One Example of Custodian-to-Custodian Rule: An adult daughter inherited her mother’s traditional IRA. The account balance was $38,186. Soon after the mother’s death the IRA custodian issued to the daughter two checks- one for $2,282 and one for $35,358. Either the daughter requested these distributions or she otherwise tacitly consented to the distributions. Perhaps the smaller check was the deceased mother’s RMD for the calendar year that the mother had not taken before her death. The daughter retained the smaller of the two checks, and she transferred (rolled) the larger check into an IRA account that she had with another IRA custodian, all within 60 days of her receipt of the larger check. The daughter, thinking she had effected a timely 60-day rollover, did not report the larger check amount in her taxable income for the year of its receipt. The IRS issued to the daughter a notice of deficiency for $9,000. The daughter’s dispute with the IRS ultimately moved to the U.S. Tax Court. The daughter argued that she had misunderstood the IRA distribution rules, that she had otherwise complied with the 60-day rollover rule, and that she had always intended to roll over the larger check from her deceased mother’s inherited IRA. In short, the daughter argued that she had ‘substantially complied with all of the relevant IRA distribution rules’ and accordingly she thought the IRS should cut her some slack. The Tax Court found that the daughter’s actions, or her intention with regard to the distribution, were irrelevant to the tax laws. The Tax Court noted:

  • The only way a non-spouse beneficiary can transfer an inherited IRA is through a direct custodian-to-custodian transfer. Because the daughter did not do this, she was left with a taxable distribution of the larger check.

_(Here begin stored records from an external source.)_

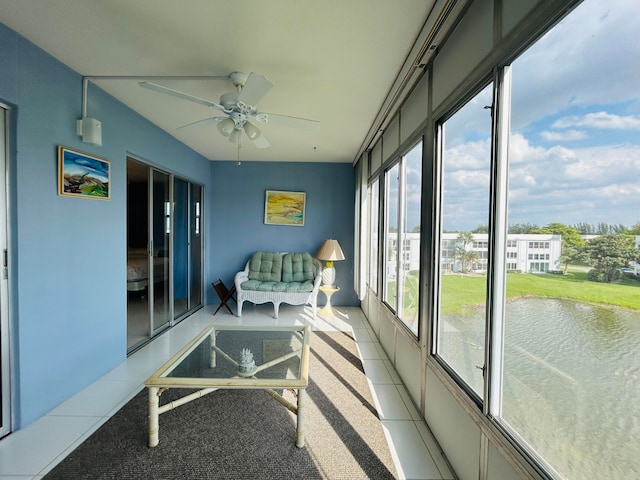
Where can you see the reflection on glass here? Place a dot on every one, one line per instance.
(409, 254)
(159, 261)
(391, 235)
(466, 167)
(180, 247)
(196, 248)
(571, 356)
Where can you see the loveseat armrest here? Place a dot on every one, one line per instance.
(241, 277)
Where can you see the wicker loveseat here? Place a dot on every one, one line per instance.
(292, 278)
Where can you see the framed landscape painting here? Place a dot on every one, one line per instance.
(284, 208)
(83, 175)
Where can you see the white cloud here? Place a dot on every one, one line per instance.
(587, 59)
(557, 184)
(565, 136)
(602, 120)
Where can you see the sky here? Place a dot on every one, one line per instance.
(574, 147)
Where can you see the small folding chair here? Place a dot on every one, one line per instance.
(224, 294)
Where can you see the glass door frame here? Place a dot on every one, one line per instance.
(5, 353)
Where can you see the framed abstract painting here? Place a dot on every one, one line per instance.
(83, 175)
(284, 208)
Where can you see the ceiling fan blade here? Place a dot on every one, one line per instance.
(287, 121)
(202, 123)
(254, 89)
(175, 93)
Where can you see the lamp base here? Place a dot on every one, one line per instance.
(328, 275)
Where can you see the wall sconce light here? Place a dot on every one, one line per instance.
(90, 130)
(329, 252)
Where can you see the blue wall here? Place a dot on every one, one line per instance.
(68, 255)
(236, 216)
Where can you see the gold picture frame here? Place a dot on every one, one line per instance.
(83, 175)
(284, 208)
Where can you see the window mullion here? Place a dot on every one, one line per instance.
(497, 258)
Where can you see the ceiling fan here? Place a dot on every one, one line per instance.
(239, 108)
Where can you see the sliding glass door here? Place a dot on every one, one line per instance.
(160, 252)
(164, 251)
(187, 247)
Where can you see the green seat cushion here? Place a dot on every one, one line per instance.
(277, 286)
(299, 286)
(259, 286)
(297, 267)
(266, 267)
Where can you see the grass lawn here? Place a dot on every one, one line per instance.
(460, 291)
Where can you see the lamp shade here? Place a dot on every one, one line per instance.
(330, 250)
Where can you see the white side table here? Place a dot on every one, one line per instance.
(327, 311)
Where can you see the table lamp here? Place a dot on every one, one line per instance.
(329, 252)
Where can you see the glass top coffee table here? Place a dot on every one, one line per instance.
(225, 356)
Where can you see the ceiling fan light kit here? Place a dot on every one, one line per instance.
(239, 106)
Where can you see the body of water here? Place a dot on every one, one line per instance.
(571, 382)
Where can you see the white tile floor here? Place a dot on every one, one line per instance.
(32, 451)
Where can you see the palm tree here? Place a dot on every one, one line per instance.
(466, 255)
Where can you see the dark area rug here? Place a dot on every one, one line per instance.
(245, 434)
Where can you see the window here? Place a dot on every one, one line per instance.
(570, 374)
(465, 146)
(403, 201)
(392, 183)
(373, 195)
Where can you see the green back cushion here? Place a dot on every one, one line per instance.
(297, 267)
(266, 267)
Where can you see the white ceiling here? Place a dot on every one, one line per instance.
(333, 61)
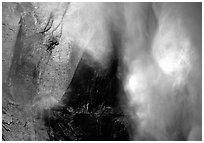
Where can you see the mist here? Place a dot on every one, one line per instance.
(160, 45)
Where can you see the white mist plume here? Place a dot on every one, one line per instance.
(160, 86)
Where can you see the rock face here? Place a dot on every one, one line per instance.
(101, 71)
(31, 71)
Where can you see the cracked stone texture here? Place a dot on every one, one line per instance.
(31, 75)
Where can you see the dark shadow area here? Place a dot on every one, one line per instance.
(91, 108)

  • There was no way that the IRS, or the Tax Court, could fix the daughter’s mistake the way the tax laws and IRA distribution rules are currently written.
  • The income tax liability was $9,000. The Tax Court decision is silent if penalties or interest were assessed, as the deposit was made into the daughter’s IRA in 2008 and the decision of the Tax Court was issued in 2012.
  • The daughter’s situation arguably could have been worse. Since the $35,358 was ineligible for an IRA contribution by the daughter, it was technically an excess contribution to the daughter’s IRA. Accordingly, that excess contribution needed to be removed from the daughter’s IRA by October 15 of the calendar year that follows the contribution by the daughter. If that excess contribution was not removed by that date, the IRS would impose a 6% penalty for each calendar year that those excess contribution assets remained in the daughter’s IRA account. As such it is possible that the daughter faced a 6% penalty for each year the excess contribution remained in her IRA (2008 through 2012.)
  • Citation: Beech et. ux. vs Commissioner, Tax Court U.S., Op. 2012-74, No. 1948-11-S (July 26, 2012).

Conclusion: An entirely different set of rules pertain to the transfer of funds from an inherited IRA to the beneficiary’s separate IRA. One example is that the name of the deceased IRA owner must remain on the account, e.g. ‘Mary Smith, deceased, IRA for the benefit of Susan Brown, beneficiary.’ Another important distinction is that no 60-day rollovers are permitted if the IRA beneficiary is a non-spouse beneficiary of the deceased IRA owner; only a custodian-to-custodian transfer of the inherited IRA is permitted to avoid immediate income taxation of the distributed amount. Finally, since required minimum distributions are required to be taken from an inherited IRA after it is inherited, it should not be commingled with the non-spouse beneficiary’s own IRA, where required minimum distributions are not required until the IRA owner attains age 70 ½.